From: obz@sisd.kodak.com (Orest Zborowski COMP) Subject: Re: changing to another virtual console... Date: Wed, 22 Jul 1992 20:55:54 GMT
davidsen@ariel.crd.GE.COM (william E Davidsen) writes:
>In article <1992Jul22.045943.925@sspiff.ampr.ab.ca>, dje@sspiff.ampr.ab.ca (Doug Evans) writes:
>
>| The SVR4/386 systems and SCO Xenix provide ioctl's to do this.
>| I think Linux should just follow suit and use those. Why add extra
>| pain to people porting applications that use the ones already in existence?
>
> The world is breaking down to BSD and V.4, and BSD is going away...
>please use the SVR4 standard rather than xenix, if they differ. I agree
>that reinventing the wheel is not the way to go.
>--
>bill davidsen, GE Corp.
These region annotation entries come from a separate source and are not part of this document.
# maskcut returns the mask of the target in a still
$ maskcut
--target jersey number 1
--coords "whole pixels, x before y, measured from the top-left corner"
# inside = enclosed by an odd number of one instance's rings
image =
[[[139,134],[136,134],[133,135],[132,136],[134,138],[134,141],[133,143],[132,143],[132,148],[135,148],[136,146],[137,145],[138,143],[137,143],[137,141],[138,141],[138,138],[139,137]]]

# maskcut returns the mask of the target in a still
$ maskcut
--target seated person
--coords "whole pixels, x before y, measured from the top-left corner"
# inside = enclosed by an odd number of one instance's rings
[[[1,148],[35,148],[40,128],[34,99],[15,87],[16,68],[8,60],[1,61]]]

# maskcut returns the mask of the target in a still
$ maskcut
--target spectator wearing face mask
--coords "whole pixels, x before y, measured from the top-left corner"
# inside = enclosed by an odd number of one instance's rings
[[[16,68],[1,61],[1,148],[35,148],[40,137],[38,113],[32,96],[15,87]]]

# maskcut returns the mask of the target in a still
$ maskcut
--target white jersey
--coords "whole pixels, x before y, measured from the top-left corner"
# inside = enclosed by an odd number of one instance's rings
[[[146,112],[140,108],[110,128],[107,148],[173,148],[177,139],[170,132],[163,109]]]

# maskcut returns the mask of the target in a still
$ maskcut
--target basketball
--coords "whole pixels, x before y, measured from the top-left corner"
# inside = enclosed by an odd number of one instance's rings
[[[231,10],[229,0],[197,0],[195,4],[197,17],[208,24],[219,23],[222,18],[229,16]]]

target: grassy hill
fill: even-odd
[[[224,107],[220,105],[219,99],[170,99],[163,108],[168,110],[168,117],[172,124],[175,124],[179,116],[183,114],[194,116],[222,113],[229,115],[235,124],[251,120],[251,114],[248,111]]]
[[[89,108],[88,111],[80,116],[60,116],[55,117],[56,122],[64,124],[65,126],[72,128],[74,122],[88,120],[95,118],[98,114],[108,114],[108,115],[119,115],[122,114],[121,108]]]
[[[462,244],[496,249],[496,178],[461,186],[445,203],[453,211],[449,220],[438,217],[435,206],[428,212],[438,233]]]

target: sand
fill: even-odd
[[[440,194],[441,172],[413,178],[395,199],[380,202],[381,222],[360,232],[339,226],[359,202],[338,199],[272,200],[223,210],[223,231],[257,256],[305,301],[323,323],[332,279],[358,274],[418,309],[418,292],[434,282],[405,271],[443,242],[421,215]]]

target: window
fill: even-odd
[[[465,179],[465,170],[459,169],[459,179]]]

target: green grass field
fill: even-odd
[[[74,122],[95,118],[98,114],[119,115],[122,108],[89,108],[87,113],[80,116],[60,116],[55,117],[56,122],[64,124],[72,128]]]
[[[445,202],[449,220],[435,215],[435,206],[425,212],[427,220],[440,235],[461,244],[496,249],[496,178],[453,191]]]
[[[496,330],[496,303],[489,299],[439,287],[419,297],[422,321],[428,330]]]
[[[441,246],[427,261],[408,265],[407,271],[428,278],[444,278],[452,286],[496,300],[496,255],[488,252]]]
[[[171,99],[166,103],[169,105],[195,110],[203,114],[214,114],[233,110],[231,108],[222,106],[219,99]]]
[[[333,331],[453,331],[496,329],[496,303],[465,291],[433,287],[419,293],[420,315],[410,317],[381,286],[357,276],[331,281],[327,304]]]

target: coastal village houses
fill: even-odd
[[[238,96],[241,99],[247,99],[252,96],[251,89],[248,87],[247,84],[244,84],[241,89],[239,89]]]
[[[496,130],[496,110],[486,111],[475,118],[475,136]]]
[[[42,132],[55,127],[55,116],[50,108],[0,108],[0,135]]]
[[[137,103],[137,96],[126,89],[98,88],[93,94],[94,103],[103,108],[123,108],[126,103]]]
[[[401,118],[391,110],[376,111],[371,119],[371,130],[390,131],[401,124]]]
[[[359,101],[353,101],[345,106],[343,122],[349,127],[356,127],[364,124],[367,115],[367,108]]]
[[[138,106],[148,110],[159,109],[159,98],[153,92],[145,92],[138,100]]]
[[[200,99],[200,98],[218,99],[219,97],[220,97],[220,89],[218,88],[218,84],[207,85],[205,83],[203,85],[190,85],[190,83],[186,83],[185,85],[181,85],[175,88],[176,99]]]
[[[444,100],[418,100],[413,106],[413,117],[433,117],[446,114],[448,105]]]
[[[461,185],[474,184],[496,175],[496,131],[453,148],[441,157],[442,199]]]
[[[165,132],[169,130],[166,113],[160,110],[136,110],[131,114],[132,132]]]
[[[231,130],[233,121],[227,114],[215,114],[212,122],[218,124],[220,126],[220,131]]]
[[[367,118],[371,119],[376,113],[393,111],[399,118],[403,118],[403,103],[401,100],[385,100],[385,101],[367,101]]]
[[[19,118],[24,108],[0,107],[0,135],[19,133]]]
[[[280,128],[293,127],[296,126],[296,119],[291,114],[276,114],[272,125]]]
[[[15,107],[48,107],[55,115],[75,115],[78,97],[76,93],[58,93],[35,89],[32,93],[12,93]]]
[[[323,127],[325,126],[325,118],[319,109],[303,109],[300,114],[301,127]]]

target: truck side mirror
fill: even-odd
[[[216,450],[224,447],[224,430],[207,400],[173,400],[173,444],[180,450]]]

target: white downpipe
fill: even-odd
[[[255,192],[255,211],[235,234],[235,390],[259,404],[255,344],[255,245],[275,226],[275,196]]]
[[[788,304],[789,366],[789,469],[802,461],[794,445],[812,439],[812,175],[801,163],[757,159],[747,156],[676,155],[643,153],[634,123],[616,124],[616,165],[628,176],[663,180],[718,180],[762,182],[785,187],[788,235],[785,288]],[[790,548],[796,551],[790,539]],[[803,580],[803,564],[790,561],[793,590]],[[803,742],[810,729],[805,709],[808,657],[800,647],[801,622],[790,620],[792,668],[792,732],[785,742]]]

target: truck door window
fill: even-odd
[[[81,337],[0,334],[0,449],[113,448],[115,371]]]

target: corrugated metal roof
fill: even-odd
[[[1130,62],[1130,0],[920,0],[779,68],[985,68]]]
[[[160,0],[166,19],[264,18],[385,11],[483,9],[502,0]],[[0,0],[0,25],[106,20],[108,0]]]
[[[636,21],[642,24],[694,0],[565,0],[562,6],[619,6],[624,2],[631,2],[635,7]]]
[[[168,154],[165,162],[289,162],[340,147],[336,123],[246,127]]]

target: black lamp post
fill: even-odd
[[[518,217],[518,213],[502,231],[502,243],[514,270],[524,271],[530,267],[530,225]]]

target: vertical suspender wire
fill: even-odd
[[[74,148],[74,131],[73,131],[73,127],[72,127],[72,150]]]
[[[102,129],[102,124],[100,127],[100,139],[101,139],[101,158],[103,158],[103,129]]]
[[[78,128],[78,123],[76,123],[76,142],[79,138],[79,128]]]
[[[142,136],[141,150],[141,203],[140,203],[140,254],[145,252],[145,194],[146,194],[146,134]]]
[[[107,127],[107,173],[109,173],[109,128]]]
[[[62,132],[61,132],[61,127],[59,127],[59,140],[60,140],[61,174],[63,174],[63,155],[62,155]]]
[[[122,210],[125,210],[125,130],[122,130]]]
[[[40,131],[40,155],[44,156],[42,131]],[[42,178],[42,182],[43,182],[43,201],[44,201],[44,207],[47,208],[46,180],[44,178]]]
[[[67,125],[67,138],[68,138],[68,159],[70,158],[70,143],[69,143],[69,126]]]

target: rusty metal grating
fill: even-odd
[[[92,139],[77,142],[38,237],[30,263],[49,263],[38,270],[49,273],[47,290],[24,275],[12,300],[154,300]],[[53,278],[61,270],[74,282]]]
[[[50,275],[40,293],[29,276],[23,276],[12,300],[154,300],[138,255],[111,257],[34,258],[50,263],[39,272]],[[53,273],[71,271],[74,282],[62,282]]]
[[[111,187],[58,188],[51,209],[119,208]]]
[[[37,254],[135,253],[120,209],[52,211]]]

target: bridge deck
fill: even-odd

R&D Center; Box 8; Schenectady NY 12345
> It never ceases to amaze me that otherwise rational people, able to
> understand calculus, compound interest, and the income tax form, can
> continue to believe that poker is a game of chance.
i agree. i just read in unix world how svr4.2 is gonna change the face of
unix by being the standard. i dunno about that, but it is certainly true
that most flavors of unix (commercial, that is) are leaning towards svr4
at least in some fashion, and posix is closer to svr4 than bsd.
when i ported the x386 server i was faced with the svr4-isms built in, so
i grabbed the usl svr4 manual describing vt/kd handling and implemented
the bare minimum required by the server. the biggest piece that i omitted
was the vt switching.
under svr4, the kernel switching between vt's with a hot key, as is done
in linux. a process may ask the kernel to be notified if a switch is
pending, something they call process mode as opposed to auto mode. the
kernel is supposed to post a signal to the process, which must then
inform the kernel when it's ok to switch, if at all. the difficulty in
this is the bookeeping involved inside the kernel - which process has
control over what vt, what state are we in, etc, as well as keeping
track when this controlling process terminates. it's not too difficult,
just a bit tricky.
i pretty much copied the header information right from the manpages as
given in this book (the structures were given in pieces), but there wasn't
enough time for me to go back and fill in the details, so our x386 has
this stuff commented out.
please feel free to play with this construct as i don't have access to
a real svr4 machine, so i can't probe the limits of the implementation
(i.e. thats the problem with me fixing the text mode foobar - most svr4
kernels do nifty things which aren't documented too well in my book and
x386 assumes do happen, hence the problems in linux).